Periodic Reporting for period 1 - SOUNDCONE (Scattering and Amplification of fundamental photonic-hydrodynamic excitations in Kerr non-linear media)

Reporting period: 2015-11-02 to 2017-11-01

The problem being investigated---Intense light beams propagating in nonlinear defocusing media behave identically to fluids. The governing evolution equations for small oscillations on top of the light beam are indeed the same as those for waves propagating on the surface of a fluid. This raises the fascinating perspective of studying fluid dynamics using light. These fluids made of light are referred to as `photon fluids' and have been shown to exhibit remarkable properties such as superfluidity and condensation (similar to Bose-Einstein condensation (BEC)). In this project we used photon fluids and gasses for a completely new and exciting application, namely for the creation of artificial flowing spacetime geometries otherwise thought to be the object of more complex and less (experimentally) accessible theories such as event horizons and expanding spacetimes.

The advantage of photon fluids over real fluids in this context is related to the great precision with which the fluid flow is determined by controlling the spatial phase profile of the laser beam. This allows us for example to also include angular momentum in our black holes, something that has never been done before.

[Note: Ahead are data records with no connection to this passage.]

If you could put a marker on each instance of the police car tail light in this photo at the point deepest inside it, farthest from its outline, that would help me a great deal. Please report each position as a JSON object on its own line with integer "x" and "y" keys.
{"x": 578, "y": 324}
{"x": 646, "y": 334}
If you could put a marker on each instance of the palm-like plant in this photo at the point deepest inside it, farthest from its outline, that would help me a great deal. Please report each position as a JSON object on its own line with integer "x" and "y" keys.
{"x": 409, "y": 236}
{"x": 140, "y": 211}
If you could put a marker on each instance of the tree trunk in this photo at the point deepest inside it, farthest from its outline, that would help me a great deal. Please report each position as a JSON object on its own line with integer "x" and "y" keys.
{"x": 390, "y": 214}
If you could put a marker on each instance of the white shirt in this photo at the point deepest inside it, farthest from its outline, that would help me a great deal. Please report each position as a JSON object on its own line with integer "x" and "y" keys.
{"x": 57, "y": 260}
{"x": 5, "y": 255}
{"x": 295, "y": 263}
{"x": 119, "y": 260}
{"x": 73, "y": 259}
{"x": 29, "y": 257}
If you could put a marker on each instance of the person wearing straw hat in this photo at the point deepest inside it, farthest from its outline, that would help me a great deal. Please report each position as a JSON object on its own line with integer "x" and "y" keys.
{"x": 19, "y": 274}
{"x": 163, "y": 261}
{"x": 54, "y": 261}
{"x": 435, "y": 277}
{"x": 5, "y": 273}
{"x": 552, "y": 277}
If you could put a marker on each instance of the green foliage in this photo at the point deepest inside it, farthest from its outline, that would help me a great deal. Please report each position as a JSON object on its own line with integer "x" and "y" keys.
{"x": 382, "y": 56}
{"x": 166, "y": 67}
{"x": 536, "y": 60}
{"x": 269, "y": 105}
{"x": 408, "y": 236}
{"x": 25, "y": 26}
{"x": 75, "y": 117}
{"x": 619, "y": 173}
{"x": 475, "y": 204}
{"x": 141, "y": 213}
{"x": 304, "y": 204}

In essence, we study photon fluids with vorticity and look for novel effects including so-called superradiant amplification at the expense of the energy of the black hole. This effect has been predicted as a truly efficient mechanism by which energy may be extracted from a black hole yet has only very recently attracted experimental attentions.

This Project has developed these ideas and accounted for the full experimental complexity, thus paving the way for experiments that will also be carried out at the host institution.

These studies have also bridged the gap between BEC physics and photon fluid physics and in particular has focused on the presence of superfluidity within the photon fluid and novel methods for detecting related effects such as frictionless flow around obstacles.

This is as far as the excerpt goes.